Sementara masyarakat di Kawasan TNKT sangat beragam dalam segala aspek, selain itu ucap dia, karakteristik Kawasan pulau-pulau kecil tidak bisa dikelola dengan paradikma dan pendekatan kehutanan.
Terkait hal tersebut, Koordinator pijak itu mengusulkan agar kewenangan pengelolaan Taman Nasional Kepulauan Togean diserahkan kepada Institusi Negara yang relevan, sebab menurutnya, kapasitas BTNKT dengan latar belakang kehutanan tidak memiliki perspektif dan kapasitas untuk mengelola Kawasan Konservasi di Wilayah Pulau-Pulau kecil,
"Ini dibuktikan dengan semakin tingginya aktivitas destruktif fishing dan aktifitas itu tidak dapat diselesaikan, artinya kata dia, hal tersebut membuktikan kegagalan BTNKT dalam perlindungan Kawasan," tegas Rasid.
Olehnya ia mendesak Pemerintah Daerah (Pemda) dan DPRD untuk segera merumuskan konsep usulan kepada pemerintah pusat, agar kewenangan pengelolaan Kawasan Konservasi Kepulauan Togean diserahkan kepada Kementrian Kelautan, karena sejalan dengan amanat Undang-Undang Nomor 1 Tahun 2014 tentang pengelolaan Pulau-Pulau Kecil.

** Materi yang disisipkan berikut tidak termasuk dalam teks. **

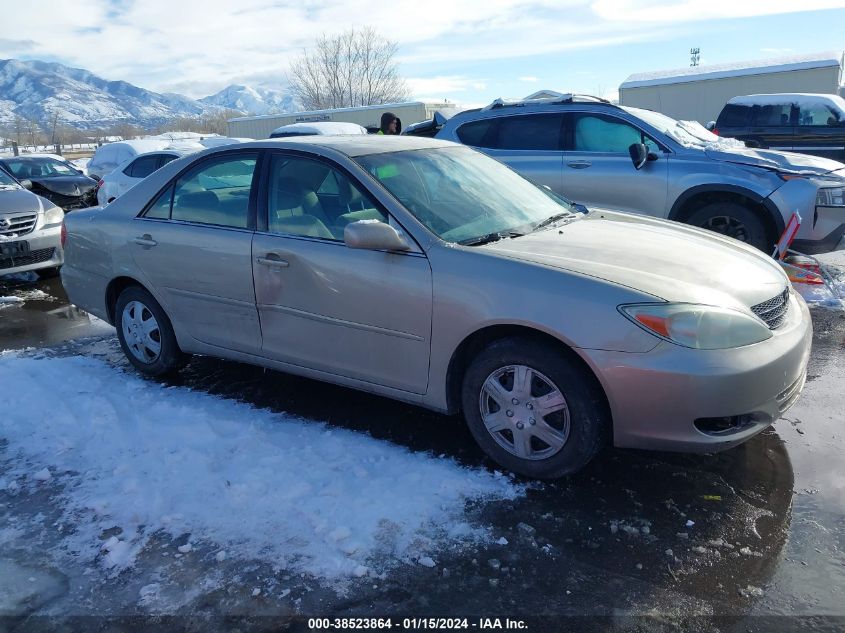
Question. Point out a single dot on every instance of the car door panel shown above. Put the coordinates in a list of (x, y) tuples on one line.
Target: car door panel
[(198, 252), (205, 274), (356, 313)]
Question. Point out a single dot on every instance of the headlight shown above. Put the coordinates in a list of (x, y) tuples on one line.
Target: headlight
[(831, 197), (54, 215), (698, 326)]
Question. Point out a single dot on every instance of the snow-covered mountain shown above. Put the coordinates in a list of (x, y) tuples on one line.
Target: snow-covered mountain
[(252, 99), (38, 90)]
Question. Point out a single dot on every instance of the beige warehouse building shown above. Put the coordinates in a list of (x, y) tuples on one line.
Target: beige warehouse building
[(698, 93)]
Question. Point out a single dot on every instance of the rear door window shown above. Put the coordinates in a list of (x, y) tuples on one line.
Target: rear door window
[(606, 134), (217, 191), (532, 132)]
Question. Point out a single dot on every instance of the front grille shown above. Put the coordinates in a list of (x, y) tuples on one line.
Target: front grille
[(773, 311), (32, 257), (20, 224)]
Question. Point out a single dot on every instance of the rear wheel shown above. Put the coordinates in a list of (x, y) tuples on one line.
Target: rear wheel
[(533, 410), (145, 333), (733, 220)]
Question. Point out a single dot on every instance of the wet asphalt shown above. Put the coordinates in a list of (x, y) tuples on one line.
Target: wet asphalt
[(752, 539)]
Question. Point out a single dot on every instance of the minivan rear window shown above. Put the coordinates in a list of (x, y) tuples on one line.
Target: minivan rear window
[(772, 115), (734, 116)]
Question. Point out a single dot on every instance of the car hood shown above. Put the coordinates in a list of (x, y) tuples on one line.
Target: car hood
[(19, 201), (66, 185), (776, 161), (667, 260)]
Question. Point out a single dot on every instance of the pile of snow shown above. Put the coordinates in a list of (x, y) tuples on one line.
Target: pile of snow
[(147, 459), (831, 295)]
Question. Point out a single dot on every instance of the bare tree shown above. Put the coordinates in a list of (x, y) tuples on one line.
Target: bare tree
[(354, 68)]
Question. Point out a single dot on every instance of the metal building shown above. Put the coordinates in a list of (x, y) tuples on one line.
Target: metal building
[(368, 116), (698, 93)]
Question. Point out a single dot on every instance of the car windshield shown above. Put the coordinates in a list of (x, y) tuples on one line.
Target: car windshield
[(462, 195), (687, 133), (6, 180), (40, 168)]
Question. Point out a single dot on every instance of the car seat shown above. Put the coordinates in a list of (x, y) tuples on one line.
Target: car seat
[(294, 209)]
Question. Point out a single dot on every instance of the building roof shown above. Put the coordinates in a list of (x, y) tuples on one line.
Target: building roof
[(735, 69), (382, 106)]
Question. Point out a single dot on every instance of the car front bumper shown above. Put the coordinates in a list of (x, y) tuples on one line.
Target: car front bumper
[(45, 251), (657, 398)]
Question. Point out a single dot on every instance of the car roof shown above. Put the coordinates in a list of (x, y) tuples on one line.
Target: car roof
[(37, 156), (779, 97), (322, 127), (352, 145)]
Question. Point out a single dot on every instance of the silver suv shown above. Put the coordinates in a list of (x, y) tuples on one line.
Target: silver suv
[(599, 154)]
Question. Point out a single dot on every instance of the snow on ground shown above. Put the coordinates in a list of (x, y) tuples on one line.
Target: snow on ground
[(24, 296), (135, 458), (824, 296)]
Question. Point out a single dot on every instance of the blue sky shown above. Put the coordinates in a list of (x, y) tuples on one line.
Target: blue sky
[(469, 51)]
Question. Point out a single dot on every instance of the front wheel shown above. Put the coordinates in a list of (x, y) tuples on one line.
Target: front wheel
[(734, 220), (533, 409), (145, 333)]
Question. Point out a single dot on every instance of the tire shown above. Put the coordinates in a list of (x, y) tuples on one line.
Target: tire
[(48, 273), (145, 333), (733, 220), (577, 414)]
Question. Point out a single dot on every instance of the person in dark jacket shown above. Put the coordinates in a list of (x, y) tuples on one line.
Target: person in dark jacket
[(390, 124)]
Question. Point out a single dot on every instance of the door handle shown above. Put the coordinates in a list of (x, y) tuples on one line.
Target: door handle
[(145, 240), (272, 262)]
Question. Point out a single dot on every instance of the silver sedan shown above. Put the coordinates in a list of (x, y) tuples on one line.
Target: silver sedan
[(427, 272)]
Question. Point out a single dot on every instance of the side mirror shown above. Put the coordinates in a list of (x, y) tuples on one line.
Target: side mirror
[(374, 235)]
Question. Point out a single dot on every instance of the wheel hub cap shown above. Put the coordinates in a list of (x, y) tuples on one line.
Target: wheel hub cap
[(524, 412), (141, 332)]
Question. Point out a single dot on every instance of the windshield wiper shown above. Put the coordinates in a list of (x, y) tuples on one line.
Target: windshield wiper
[(490, 237), (551, 220)]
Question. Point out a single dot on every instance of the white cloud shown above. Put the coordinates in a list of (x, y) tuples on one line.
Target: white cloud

Taman Nasional Kepulauan Togean seharusnya sudah dialihkan kewenangannya kepada Kementrian Kelautan sejak tahun 2016, atau 2 tahun silam, setelah lahir Undang-Undang Nomor 1 tersebut, namun dibatalkan berdasarkan kesepakatan antar Mentri, tutup aktivis senior itu.***(SAM)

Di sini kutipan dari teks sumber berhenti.